The naming of a school should honor those who can serve as exemplary to the students who attend. Lee is not such an example.
Never miss a local story.
Tom Donohue, Sacramento
Sanitizing? Bring it on!
Ben Boychuk is right. Let’s go all the way and get rid of all the shameful names. What about Davis, Calif., as in Jefferson Davis?
But there’s more. With Russia still full of Commies, how can we have a place named Russian River? Didn’t the Chinese just hack our government files again? Let’s get ahead of this one, every name with “China” in it has gotta go.
And since the killer of Katherine Steinle is clearly of Hispanic stock, isn’t it time to take a hard look at all the Spanish place names around here?
Martin Owens, Sacramento
The real sanitized history
Ben Boychuk, who worries that removing Confederate military figures’ names from public places is “sanitizing history,” needs reminding that the resurrection of a Confederate flag in response to the civil rights movement did just that.

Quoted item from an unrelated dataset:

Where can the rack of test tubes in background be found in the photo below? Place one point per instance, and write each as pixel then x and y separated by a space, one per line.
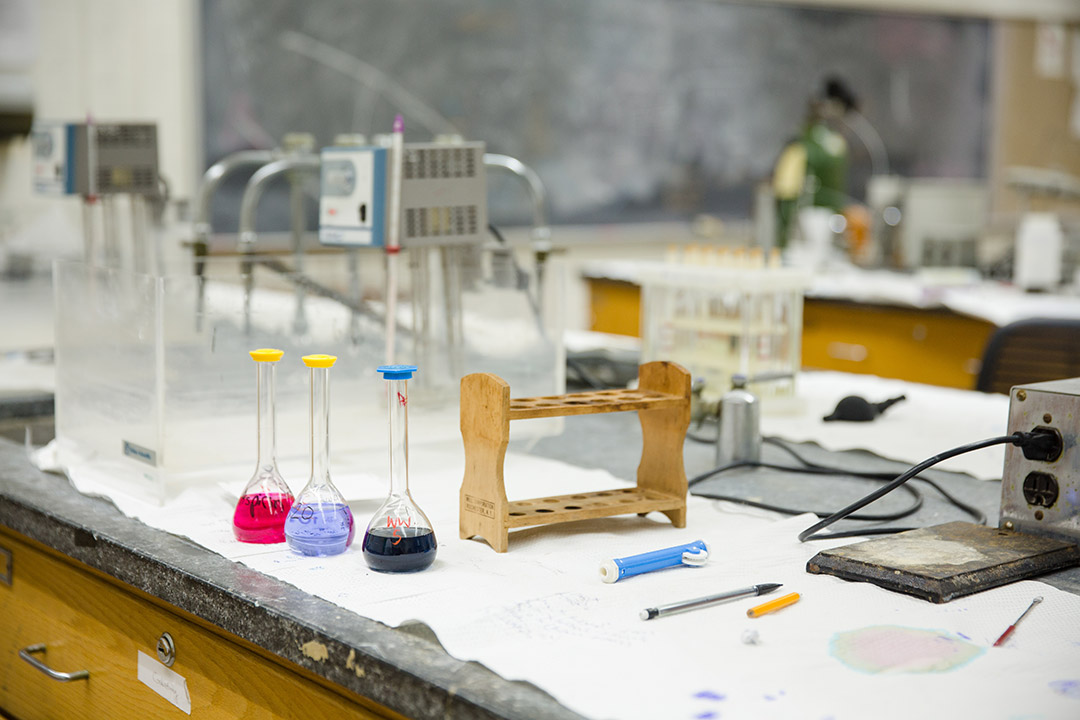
pixel 153 379
pixel 721 311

Displaying that flag went hand in hand with the rise of a historical revisionism attempting to portray the Civil War as one of Northern aggression against Southern liberties, and not a symbol defending slavery. That’s sanitized history.

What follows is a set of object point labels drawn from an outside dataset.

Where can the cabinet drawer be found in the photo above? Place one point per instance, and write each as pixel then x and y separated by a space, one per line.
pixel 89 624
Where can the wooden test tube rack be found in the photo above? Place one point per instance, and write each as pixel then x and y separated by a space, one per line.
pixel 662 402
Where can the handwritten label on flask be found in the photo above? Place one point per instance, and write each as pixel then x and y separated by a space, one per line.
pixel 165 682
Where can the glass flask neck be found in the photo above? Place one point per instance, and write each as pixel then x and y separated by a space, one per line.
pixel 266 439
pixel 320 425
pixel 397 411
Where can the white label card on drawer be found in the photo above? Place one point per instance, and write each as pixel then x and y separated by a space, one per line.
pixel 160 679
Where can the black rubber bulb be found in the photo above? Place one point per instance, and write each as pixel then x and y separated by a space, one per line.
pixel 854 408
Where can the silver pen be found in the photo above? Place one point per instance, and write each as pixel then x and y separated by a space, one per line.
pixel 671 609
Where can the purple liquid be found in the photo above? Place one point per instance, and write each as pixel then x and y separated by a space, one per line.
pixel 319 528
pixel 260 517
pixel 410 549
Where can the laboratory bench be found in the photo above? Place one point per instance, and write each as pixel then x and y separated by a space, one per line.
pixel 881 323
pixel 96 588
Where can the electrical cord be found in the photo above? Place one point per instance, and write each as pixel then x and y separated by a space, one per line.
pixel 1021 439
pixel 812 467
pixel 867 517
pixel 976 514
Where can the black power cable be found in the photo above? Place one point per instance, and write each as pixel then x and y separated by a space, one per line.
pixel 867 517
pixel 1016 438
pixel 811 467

Expunging a few names from buildings, right or wrong, is of minor consequence to our understanding of history and its lessons.
Spencer P. Le Gate,
Déjà vu should be avoided
I know little about Sen. Steve Glazer, D-Orinda, who authored SB 539 to expunge the names of high-ranking Confederate politicians and military figures from government buildings, but I am guessing he is much younger than I and too young to remember the post-World War II Soviet policy of erasing from history all remnants of fallen Soviet leaders, a policy that all Americans abhorred at the time.
SB 539 is attempting to do just that. The Civil War was a tragedy that claimed a huge number of American lives, brother against brother, neighbor against neighbor. Although slavery was at its core, it was about more than that, and it was fought by brave, honorable people on both sides.

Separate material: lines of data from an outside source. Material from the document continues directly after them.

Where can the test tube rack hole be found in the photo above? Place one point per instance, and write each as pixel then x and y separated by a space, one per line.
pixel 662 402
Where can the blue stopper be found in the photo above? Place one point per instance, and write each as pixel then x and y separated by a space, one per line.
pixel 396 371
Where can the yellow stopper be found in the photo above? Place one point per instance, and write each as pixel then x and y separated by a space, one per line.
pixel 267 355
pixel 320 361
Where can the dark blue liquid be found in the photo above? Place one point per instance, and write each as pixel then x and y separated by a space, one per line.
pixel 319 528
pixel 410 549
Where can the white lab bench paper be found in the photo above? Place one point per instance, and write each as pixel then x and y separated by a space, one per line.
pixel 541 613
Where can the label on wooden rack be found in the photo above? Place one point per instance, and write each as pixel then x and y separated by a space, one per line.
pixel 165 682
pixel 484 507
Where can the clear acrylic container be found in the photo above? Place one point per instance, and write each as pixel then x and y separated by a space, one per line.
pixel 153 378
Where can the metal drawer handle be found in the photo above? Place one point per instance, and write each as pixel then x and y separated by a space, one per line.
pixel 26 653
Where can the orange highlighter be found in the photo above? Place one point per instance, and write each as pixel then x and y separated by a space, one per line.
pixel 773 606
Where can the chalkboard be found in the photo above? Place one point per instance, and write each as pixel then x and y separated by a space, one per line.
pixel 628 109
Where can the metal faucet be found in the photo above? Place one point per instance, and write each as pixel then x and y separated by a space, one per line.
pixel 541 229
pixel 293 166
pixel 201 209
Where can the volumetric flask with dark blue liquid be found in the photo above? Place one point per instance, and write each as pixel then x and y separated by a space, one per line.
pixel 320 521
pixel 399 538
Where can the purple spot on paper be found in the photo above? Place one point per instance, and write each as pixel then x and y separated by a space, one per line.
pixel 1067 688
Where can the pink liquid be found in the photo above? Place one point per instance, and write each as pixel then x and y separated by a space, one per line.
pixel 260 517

We can’t change history. If we erase it, we won’t learn from it.
Bob Kaster, Yreka
More taxes not needed
Re “Tax increases back on state’s agenda” (Insight, July 10): David Siders and Jim Miller discuss how California’s multibillion-dollar surplus continues to grow. Despite unprecedented state revenue, legislators continue to call special sessions to raise taxes. Politicians are considering $132 billion in new taxes, including a new sales tax on all services and higher property taxes. Californians already carry the heftiest tax burden in the nation. Now is not the time to raise taxes even more at the expense of California’s hardworking taxpayers.
Debra Jackson, Rocklin
Investing in the great outdoors
Re “Obama designates national monuments in Texas, California, Nevada” (Sacbee.com, July 10): The Sierra Business Council welcomes President Barack Obama’s protection of the new Basin and Range National Monument, a jewel in the south central Nevada desert, and Berryessa Snow Mountain National Monument, which protects public lands north of San Francisco and west of Sacramento.
The designations have garnered support from business leaders due to the acknowledgment that recognition and visibility of the areas may help to grow tourism economies. Nowadays, policymakers from local government to the White House recognize that conservation equals jobs. We encourage Obama, Interior Secretary Sally Jewell and our elected officials to continue to invest in America’s Great Outdoors.